Under the terms of the agreement, Scenic will utilize its Cell-Seq platform and its data warehouse of genetic modifiers to identify drug targets in multiple therapeutic areas. The collaboration enables Genentech to select multiple targets for further development with an option to extend the collaboration. Scenic will receive an undisclosed upfront payment and is eligible to receive additional target selection fees for drug targets taken forward by Genentech. In addition, Scenic is eligible for success-based payments for each target based on achievement of certain predetermined milestones, as well as royalties on sales of certain products resulting from the collaboration. Total deal value could exceed US $375M.

Scenic has built an extensive proprietary data warehouse of genetic modifiers and its Cell-Seq platform enables the development of potential disease modifying therapeutics for devastating diseases with an in-house focus on inherited rare diseases and immuno-oncology/inflammation.

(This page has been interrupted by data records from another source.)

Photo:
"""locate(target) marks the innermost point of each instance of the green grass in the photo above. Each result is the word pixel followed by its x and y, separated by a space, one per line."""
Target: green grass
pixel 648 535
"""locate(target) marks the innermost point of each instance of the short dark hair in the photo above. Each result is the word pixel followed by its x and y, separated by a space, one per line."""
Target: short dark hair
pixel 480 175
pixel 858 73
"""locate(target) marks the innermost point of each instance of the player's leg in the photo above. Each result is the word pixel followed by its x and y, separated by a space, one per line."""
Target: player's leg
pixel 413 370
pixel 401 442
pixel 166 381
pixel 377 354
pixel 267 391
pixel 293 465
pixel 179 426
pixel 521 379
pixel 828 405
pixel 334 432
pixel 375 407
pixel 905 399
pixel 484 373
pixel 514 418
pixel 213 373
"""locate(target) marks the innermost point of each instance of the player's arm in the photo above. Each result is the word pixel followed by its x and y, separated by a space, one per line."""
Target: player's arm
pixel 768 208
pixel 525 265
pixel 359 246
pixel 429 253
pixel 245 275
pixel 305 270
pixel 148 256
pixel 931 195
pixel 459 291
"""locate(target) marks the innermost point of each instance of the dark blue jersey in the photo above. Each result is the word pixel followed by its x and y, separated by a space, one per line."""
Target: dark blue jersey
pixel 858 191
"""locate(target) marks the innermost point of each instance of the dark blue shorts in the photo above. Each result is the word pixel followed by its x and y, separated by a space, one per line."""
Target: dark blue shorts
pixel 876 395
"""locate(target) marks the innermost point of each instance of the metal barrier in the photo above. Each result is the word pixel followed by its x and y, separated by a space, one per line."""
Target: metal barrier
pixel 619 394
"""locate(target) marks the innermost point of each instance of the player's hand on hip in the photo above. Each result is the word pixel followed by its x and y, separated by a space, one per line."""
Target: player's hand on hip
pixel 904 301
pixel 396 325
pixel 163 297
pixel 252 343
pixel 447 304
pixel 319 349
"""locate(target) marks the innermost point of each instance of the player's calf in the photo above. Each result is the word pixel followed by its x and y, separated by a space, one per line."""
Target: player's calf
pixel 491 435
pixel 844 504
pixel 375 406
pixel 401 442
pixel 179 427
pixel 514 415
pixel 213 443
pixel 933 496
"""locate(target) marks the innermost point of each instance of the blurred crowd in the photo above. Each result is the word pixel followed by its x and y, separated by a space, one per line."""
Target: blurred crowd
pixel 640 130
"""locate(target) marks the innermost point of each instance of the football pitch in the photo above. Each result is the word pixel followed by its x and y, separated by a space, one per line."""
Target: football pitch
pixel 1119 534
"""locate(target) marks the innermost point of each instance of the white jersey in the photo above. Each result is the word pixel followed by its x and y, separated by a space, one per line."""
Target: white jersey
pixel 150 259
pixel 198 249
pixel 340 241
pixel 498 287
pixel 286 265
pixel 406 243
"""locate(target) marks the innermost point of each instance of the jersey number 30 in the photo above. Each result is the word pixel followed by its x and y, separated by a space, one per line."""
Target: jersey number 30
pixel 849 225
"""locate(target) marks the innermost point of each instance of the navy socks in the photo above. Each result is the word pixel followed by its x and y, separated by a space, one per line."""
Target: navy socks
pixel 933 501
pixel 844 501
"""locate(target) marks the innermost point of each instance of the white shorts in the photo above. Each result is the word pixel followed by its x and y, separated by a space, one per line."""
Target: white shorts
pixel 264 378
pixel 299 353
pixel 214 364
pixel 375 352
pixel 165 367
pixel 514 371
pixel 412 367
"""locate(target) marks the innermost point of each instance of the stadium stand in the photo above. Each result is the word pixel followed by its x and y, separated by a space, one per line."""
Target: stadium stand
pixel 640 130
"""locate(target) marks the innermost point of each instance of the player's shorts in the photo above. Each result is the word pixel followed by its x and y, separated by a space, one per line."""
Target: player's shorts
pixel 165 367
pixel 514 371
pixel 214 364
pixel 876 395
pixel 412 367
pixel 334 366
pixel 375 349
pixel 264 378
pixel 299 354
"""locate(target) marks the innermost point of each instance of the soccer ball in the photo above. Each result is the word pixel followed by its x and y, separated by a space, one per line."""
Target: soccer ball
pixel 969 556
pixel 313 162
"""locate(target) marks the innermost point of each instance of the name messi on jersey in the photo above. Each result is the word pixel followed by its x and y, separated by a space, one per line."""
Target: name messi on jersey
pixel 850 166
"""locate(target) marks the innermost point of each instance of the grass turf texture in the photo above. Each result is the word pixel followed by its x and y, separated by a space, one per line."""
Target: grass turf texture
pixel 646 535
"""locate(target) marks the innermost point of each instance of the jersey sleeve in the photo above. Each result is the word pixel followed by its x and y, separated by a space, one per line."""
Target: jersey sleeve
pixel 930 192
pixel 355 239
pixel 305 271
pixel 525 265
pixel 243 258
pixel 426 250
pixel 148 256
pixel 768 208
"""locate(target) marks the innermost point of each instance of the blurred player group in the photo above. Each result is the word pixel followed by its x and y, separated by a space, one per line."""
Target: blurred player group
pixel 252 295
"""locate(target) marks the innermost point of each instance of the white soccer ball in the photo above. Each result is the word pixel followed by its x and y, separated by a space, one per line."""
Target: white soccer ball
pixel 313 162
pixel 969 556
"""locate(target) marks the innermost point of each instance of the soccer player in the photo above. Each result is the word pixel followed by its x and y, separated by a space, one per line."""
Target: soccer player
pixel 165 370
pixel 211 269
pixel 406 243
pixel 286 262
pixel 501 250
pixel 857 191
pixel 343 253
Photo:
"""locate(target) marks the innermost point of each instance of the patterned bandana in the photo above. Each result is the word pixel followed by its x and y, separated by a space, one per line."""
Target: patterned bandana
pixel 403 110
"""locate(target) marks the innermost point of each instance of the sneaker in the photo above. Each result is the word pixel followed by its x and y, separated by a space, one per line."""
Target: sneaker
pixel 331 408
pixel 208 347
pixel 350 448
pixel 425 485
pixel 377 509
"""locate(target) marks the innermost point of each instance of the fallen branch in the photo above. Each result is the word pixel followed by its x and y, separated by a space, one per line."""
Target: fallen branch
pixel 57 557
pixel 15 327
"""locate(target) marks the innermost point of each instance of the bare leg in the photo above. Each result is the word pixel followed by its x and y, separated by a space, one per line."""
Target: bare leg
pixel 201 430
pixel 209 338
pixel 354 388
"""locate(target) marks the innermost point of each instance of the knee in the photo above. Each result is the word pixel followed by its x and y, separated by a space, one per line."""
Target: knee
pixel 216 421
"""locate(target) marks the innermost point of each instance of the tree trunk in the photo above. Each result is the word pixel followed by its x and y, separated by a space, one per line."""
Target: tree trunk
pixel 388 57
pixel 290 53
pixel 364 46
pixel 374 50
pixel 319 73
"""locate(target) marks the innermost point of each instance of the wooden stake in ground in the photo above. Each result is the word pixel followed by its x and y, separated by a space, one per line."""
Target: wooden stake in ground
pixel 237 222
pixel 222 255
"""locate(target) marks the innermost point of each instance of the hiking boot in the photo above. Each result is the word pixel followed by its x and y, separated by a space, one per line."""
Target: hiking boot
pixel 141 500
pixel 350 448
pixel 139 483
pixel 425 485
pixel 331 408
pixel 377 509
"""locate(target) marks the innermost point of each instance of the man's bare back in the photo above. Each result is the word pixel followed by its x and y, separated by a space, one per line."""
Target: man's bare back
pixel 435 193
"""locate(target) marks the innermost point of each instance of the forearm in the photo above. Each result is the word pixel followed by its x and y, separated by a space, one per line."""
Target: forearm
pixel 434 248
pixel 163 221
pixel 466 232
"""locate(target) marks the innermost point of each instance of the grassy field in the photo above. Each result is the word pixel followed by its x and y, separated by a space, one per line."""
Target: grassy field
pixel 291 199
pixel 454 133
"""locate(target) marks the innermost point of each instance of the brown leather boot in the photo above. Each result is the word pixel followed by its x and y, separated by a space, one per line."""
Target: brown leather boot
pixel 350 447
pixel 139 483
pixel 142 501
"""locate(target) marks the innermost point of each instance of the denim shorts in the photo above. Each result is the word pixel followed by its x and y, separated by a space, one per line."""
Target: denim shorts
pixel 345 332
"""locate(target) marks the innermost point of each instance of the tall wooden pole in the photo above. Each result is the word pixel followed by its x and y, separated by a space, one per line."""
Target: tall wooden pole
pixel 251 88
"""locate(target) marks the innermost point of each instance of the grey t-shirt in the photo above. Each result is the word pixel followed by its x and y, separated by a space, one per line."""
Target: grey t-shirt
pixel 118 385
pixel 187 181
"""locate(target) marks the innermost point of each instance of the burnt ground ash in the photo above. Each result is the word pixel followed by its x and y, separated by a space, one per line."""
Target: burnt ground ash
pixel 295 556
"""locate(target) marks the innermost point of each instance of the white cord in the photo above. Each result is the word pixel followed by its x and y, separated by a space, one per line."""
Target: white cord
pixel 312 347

The Company was founded in 2017 as a spin-out of the Netherlands Cancer Institute, and Oxford University and recently appointed Oscar Izeboud, PhD as its Chief Executive Officer.

Dr Sebastian Nijman, Co-founder and CSO of Scenic Biotech said:
"Genentech is the pioneer in innovative biotech and has world leading research and development capabilities. Scenic is a science-driven company and having Genentech as our first major industry partner is a great validation of our technology and by working together it will extend the utility of our platform beyond our current therapeutic areas of interest. The collaboration also brings significant strategic value for Scenic as it enables us to realise the potential of our genetic modifier expertise alongside independently advancing our own programs towards clinical development."